Lulu, the print-on-demand self-publishing company that you may be familiar with already, has purchased the domain and created a whole new site built around the old name. It looks to me like a decent resource, complete with free contests that users vote on (and actually award $$), but also a well-played marketing move to encourage amateur poets like myself to invest in a self-published collection. Not that there’s anything wrong with that; poetry has a long tradition of self-published poets. It worked for Walt Whitman, among many others. There is of course, a darker [and slightly juicy] side to this story. You  may be familiar with the original site which has been featured on such prestigious lists as Winning Writers’ “Contests to Avoid” and Professor Roy’s Amazingly Bad Poetry Journal. This is the site connected to the infamous National Library of Poetry, and several other aliases, which scammed innocent poets into paying for anthologies and awards that seldom materialized.The site has basically been considered a joke among literary and writing circles, though some others may have harsher words for it. It has even inspired parody contests for Bad Poetry.
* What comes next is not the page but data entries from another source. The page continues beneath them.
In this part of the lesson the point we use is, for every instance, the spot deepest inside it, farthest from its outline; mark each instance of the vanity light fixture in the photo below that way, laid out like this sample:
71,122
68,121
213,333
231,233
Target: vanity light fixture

Lulu legitimately paid for the domain name and are trying to change the tarnished image into their own shiny one, but now they are warding off dissatisfied customers and p.o.’d poets who

a.) want their money back

b.) want their poems back  [yes, they got some of the archived poetry along with the domain, though they swear they did not buy the business itself. That company, Watermark Media, is double-dead].

c.) want revenge

d.) All of the above

The comment board on their blog already has ppl writing in all caps what they think about Lulu and … I think they should have thought this one through a bit better, though maybe the controversy will be good PR. Hey, it drew me there, and the prize money sure looks tempting. I would just laugh, but many people really fell for the scam and it somewhat marred the image of poetry publications in America. So, I do question how legitimate this move can make that domain name now. Obviously it is optimal for the search engines, but as any former tween celebrity can tell you, it is hard to shake a bad rep, even if you change your name, Lulu.


Since I am not finished with a poem today, I will share some other poetry resources from the Interwebs. I am counting this as the list post which was “assigned” Day 2 of the Build a Better Blog Challenge. [Obviously, I am not stressing myself to do that every day too, but I am learning some good hints and tips, just by reading the posts.] OK- in no particular order:

Shadow Poetry

This site has just about everything you could ask for to satisfy your poetic needs, including chapbook publishing. Some of the items are closed except to members, but the Reference pages [terms, poets, handbook, etc], Message boards and slightly addictive Magnet Poetry are free to use. If you are interested in having a chapbook published, check out their service. There are also a bookstore and two magazines available by subscription. They do accept submissions from non-members and you can submit directly through the site.

Winning Writers

This site is the home of the Poetry Contest Insider, which is a thorough database-for-a-fee. They also offer a good list of Free Poetry Contests when you sign up for their e-newsletter. Additionally, they have their own contests running throughout the year, including the Margaret Reid Traditional Verse Poetry Contest [taking entries now] and the Wergle Flomp Humor Poetry Contest [enter in August].  Also worth checking out is their page on Poetry Contests to Avoid which lists scams and questionable sites and organizations.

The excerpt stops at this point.